'Click'… That was the sound of summer arriving along the Turkish coast. Just like someone flicking on a light switch.
It was the beginning of July and we were suddenly aware that there were many more boats out on the water. When we departed Kissebükü Koyu, on the 2nd of July, enroute to Yalikavak, I was surprised to see that A B Sea was surrounded by 14 other vessels making their way up and down the coast and it was only 07:30 hours.
Making sure that we don't cross paths too closely with other vessels we rely on two things. The first is our eyeballs and the second is AIS information which is displayed on our chart plotter.
AIS stands for Automatic Identification System and the equipment usually consists of a small transceiver with built in VHF transmitter and an antenna. Any vessel equipped with AIS transmits its position, speed, course, vessel name, call sign and overall dimensions.
Based on what A B Sea is doing relative to what the other vessels transmitting AIS data are doing we get to see the closest possible approach distance and how long it will be before that happens. It's our experience in Turkey that only a third of vessels have AIS installed which is a shame because it's a very useful tool to have.
Last time we were at Kissebükü we didn't go ashore, but through the binoculars we could see some old ruins and a small campervan with a handful of tables and chairs set out under some shade cloth. When the wind blew in the right direction we could also smell some delicious food being cooked. We were definitely going ashore this time.
We took our dinghy across to the eastern side of the bay and found the remains of a 5th century AD church, a tomb and surrounding buildings. Evidence of an archaeological dig and some restoration work was also found.
After wandering around the ruins for a while we felt that it was getting close to lunch time and hopped back into the dinghy, zipped back across the bay and beached her just in front of the small campervan.
An old Turkish couple greeted us and we sat down, ordered a couple of beers and some food. It was all pretty basic so we got a fresh salad, chips and meatballs. All very tasty. It's these little moments that really make us appreciate what this journey is all about. Eating inexpensive local food, enjoying a cold beer and watching A B Sea gently swinging at anchor.
The morning of our departure from Kissebükü for Yalikavak was dead calm and windless, the sea was like glass.
We did the whole 5 hours trip with our Gori folding prop open in the overdrive position, pushing us along at 6.7 knots of speed with just 1,750 rpm. Great fuel saving and perfect conditions for using the props unique overdrive feature.

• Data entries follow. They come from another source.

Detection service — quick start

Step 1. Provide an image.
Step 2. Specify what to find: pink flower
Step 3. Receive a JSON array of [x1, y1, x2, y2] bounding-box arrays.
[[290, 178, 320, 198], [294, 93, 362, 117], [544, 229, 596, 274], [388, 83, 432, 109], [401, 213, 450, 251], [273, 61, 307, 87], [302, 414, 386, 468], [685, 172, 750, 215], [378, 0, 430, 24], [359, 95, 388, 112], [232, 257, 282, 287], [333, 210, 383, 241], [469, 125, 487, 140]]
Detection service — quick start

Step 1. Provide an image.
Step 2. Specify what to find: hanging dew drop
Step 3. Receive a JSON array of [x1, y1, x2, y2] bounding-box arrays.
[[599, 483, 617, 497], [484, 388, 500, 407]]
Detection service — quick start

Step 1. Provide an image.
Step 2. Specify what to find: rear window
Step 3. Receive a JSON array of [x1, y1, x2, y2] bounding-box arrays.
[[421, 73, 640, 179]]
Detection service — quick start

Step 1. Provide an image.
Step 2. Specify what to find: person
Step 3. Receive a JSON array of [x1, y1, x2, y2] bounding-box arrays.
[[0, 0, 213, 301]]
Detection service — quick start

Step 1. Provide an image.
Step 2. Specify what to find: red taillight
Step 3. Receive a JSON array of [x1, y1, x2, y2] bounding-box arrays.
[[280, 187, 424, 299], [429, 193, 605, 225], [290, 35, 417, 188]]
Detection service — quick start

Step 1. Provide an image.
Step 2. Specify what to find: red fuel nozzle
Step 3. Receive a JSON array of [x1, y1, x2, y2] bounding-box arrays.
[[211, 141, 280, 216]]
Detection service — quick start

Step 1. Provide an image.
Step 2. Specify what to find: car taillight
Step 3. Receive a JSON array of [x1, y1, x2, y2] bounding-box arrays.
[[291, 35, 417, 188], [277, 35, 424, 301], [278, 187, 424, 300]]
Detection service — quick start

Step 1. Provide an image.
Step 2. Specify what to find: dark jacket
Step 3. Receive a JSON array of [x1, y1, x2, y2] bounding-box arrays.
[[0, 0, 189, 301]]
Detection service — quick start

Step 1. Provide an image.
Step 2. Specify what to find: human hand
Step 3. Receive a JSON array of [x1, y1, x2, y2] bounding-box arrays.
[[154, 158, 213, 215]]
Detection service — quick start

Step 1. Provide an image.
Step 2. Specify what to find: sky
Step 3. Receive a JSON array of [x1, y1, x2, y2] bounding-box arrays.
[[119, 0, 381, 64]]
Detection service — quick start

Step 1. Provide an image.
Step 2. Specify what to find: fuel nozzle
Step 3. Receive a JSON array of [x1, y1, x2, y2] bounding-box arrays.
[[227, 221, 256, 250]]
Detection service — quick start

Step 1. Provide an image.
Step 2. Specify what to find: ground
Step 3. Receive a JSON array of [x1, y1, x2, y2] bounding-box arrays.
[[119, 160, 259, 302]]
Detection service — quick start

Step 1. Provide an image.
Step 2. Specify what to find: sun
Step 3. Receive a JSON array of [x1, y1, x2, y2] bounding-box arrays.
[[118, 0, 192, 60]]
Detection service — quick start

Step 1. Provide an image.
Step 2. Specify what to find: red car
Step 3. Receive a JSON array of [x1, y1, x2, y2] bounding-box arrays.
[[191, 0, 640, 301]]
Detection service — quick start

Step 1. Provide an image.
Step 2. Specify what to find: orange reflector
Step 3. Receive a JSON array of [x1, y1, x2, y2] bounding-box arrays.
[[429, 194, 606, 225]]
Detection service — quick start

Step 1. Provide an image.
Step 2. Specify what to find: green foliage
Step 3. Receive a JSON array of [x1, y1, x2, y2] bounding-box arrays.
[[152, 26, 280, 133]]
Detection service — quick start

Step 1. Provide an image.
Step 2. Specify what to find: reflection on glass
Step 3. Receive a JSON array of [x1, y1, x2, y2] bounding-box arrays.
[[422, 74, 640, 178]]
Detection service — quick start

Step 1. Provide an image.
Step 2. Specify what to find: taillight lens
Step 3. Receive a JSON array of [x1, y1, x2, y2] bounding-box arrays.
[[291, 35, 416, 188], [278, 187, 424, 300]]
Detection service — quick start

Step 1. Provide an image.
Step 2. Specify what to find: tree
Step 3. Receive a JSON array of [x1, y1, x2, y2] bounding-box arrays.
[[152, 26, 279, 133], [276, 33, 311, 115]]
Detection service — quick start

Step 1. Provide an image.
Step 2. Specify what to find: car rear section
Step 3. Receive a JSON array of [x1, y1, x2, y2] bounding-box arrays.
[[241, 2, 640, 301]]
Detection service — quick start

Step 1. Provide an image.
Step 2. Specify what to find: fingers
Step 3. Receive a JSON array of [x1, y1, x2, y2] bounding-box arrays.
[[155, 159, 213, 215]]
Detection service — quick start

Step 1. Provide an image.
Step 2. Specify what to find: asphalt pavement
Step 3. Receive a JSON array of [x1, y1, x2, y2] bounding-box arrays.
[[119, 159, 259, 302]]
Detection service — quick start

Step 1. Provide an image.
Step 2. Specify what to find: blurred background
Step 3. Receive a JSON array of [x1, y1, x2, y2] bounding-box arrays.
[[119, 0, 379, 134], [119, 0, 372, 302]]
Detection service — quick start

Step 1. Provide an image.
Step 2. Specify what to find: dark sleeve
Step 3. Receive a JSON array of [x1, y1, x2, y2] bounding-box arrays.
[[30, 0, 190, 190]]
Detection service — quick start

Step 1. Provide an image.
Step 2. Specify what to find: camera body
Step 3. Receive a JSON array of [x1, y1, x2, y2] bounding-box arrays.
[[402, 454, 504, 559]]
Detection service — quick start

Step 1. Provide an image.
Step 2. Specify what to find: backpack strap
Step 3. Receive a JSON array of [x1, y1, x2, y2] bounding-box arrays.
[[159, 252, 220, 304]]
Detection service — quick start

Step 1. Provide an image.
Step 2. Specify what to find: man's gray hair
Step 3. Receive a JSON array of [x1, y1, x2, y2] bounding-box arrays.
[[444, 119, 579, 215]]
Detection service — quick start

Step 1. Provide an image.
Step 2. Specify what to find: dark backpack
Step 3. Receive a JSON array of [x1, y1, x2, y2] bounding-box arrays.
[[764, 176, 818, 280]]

As well as helping us ensure that A B Sea and the many vessels along the way didn't come into contact, our AIS really came into play once we entered Yalikavak big bay. There's a very upmarket marina there with some very expensive boats coming and going across the bay. My eyeballs also spotted several jet skis, numerous dinghies and tenders and a small fleet of what we call munchkin boats. These are the small Optimist sail boats that kids learn to sail in. All of that had to be navigated before we could get into a position to see if there was any room for us at our preferred anchorage in the north east corner of the bay.
Luckily there was a spot where we could drop anchor. Not our preferred depth at 10m (33 feet) but it was the only spot available where we knew we'd be protected from the forecast big winds that were coming in from the north over the next couple of days.
The last time we'd been anchored at Yalikavak was April and now just 3 months later the place was madly busy with anchored boats of all shapes and sizes so we were very glad that we'd found a spot.
Now all we had to do was to buy some beer and wait out the coming wind.